The optical element, wherein the antireflection layer is a low refractive index layer composed of a material having a refractive index lower than that of the basic resin portion.

[10] The optical element according to any one of claims 8 to 8, wherein the antireflection layer is formed of a material having a refractive index lower than that of the basic resin portion. 8. The deviation of! / In claim 1, wherein the refractive index layer and a high refractive index layer made of a material having a refractive index higher than that of the basic resin portion are laminated.

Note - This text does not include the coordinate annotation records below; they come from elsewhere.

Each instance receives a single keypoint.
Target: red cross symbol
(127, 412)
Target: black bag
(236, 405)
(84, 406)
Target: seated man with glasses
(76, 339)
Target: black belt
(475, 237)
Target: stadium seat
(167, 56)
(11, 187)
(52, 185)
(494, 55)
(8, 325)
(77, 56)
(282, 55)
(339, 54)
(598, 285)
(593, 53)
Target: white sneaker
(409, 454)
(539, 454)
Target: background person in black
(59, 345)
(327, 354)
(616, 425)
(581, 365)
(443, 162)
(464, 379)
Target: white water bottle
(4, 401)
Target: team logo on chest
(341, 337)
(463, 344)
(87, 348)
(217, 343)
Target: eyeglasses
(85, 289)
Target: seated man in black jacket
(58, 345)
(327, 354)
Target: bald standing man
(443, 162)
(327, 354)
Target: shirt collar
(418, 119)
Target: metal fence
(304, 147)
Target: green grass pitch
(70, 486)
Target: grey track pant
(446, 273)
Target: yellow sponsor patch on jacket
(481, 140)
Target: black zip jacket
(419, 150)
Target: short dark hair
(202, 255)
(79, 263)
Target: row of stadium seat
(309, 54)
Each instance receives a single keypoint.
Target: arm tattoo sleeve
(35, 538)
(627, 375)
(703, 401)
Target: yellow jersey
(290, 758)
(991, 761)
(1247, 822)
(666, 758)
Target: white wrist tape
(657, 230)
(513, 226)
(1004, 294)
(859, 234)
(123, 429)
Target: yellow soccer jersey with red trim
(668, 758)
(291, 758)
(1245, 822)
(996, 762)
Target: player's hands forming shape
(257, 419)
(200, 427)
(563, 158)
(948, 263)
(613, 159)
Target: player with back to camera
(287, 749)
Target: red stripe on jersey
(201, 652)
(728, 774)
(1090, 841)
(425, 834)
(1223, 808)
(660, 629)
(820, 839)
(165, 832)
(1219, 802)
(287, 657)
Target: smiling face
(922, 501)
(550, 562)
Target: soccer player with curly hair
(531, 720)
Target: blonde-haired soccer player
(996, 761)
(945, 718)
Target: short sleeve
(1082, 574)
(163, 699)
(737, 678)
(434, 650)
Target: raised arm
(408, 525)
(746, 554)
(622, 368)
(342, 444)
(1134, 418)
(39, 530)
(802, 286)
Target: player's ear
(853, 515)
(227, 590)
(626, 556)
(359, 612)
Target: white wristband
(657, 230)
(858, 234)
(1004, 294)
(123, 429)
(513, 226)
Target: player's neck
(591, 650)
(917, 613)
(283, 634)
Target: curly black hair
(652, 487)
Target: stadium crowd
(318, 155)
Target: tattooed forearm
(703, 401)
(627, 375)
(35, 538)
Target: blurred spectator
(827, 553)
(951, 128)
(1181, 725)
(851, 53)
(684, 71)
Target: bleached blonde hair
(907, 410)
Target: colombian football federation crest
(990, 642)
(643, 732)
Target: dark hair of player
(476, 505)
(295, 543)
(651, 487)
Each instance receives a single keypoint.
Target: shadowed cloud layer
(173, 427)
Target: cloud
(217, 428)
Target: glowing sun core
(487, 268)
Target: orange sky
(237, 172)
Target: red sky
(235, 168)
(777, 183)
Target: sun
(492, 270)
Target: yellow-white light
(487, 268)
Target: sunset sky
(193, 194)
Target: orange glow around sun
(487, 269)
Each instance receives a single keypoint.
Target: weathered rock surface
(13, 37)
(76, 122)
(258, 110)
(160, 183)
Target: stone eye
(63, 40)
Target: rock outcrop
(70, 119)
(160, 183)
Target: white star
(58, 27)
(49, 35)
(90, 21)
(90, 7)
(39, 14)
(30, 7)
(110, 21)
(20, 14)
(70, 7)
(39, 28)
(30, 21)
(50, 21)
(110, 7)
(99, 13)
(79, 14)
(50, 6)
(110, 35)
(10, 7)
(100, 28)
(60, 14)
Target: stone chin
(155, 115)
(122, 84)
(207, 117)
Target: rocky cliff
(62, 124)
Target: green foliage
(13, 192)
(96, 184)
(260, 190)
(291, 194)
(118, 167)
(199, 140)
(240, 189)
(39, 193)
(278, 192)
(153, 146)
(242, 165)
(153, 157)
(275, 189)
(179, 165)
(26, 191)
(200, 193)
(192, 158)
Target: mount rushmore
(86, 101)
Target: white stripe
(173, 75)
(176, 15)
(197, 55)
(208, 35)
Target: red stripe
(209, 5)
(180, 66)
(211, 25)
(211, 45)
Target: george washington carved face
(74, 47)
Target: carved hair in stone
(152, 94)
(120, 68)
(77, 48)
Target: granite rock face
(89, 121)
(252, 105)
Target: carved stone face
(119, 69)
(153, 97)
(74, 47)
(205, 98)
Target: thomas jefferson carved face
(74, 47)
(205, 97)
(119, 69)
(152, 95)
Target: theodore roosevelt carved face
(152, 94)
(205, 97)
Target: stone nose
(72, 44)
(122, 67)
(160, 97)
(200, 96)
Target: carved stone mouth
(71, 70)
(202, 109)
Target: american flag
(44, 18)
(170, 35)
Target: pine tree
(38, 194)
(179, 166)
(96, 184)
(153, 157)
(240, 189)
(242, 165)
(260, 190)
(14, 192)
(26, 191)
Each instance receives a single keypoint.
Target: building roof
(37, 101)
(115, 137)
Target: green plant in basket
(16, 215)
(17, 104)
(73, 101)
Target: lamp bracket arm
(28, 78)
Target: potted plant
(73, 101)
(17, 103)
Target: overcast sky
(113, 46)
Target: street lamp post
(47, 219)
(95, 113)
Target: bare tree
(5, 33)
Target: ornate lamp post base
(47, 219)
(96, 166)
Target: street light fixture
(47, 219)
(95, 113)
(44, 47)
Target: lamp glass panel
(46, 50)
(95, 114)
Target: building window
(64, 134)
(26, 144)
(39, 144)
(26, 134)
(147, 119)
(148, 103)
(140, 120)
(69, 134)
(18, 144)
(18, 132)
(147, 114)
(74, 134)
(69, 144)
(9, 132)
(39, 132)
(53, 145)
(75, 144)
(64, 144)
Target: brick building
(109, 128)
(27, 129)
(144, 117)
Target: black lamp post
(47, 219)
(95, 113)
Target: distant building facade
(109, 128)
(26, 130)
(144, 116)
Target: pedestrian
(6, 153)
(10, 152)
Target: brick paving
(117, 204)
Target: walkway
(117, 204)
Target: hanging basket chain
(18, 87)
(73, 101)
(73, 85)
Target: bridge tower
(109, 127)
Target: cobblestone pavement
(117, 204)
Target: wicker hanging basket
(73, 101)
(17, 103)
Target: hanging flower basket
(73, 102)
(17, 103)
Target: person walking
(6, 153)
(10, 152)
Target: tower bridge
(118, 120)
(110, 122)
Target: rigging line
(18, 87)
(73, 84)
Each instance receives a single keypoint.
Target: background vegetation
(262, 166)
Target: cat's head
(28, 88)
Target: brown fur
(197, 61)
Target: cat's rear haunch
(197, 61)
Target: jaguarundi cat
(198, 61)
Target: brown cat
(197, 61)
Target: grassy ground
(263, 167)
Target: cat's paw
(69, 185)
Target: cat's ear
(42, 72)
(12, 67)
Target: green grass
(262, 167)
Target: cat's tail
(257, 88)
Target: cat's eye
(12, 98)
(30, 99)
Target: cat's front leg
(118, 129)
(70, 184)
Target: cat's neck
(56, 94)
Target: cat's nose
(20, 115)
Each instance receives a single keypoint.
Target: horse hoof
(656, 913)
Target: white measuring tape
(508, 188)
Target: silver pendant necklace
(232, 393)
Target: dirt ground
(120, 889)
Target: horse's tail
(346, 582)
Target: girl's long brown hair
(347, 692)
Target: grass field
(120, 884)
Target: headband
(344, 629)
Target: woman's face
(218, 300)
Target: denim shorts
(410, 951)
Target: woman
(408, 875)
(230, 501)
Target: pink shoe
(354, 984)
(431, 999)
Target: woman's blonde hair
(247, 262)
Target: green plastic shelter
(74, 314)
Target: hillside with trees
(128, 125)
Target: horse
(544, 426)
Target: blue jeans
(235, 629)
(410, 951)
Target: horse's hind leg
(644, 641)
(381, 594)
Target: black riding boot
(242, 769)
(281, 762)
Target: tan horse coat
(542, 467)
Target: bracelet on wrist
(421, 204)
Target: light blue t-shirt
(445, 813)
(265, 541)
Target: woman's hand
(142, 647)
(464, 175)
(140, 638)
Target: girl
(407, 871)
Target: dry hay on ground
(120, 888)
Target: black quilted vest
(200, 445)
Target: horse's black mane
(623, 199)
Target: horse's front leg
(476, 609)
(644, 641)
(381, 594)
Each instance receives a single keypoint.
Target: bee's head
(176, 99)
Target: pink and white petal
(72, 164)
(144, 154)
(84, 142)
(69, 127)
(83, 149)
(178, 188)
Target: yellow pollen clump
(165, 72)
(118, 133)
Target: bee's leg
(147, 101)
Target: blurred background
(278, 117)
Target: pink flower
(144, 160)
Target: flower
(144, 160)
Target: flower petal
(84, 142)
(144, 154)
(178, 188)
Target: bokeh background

The optical element as described in any one.

[11] A transfer mold for resin-molding an optical element including an antireflection layer separated by fine protrusions formed on the surface of a basic resin portion formed by resin molding,

 A transfer mold comprising: a basic transfer portion for resin-molding the basic resin portion; and a projection transfer groove for resin-molding the fine protrusion.

[12] A transfer mold manufacturing method for manufacturing a transfer mold for resin-molding an optical element including an antireflection layer separated by fine protrusions formed on the surface of a basic resin part formed by resin molding. ,

 A basic transfer portion forming step for forming a basic transfer portion corresponding to the basic resin portion; and a protrusion transfer groove forming step for forming a protrusion transfer groove corresponding to the fine protrusion portion by patterning the surface of the basic transfer portion;

 A transfer mold manufacturing method comprising:

[13] An optical element manufacturing method for manufacturing an optical element comprising an antireflection layer separated by fine protrusions formed on the surface of a basic resin part formed by resin molding,

 An optical element manufacturing method comprising: a resin molding step of resin-molding the basic resin portion and the fine protrusions; and an antireflection layer laminating step of laminating an antireflection layer on the surface of the basic resin portion.

[14] In the optical element manufacturing method according to claim 13,

 The method of manufacturing an optical element, wherein the antireflection layer is laminated by vapor deposition.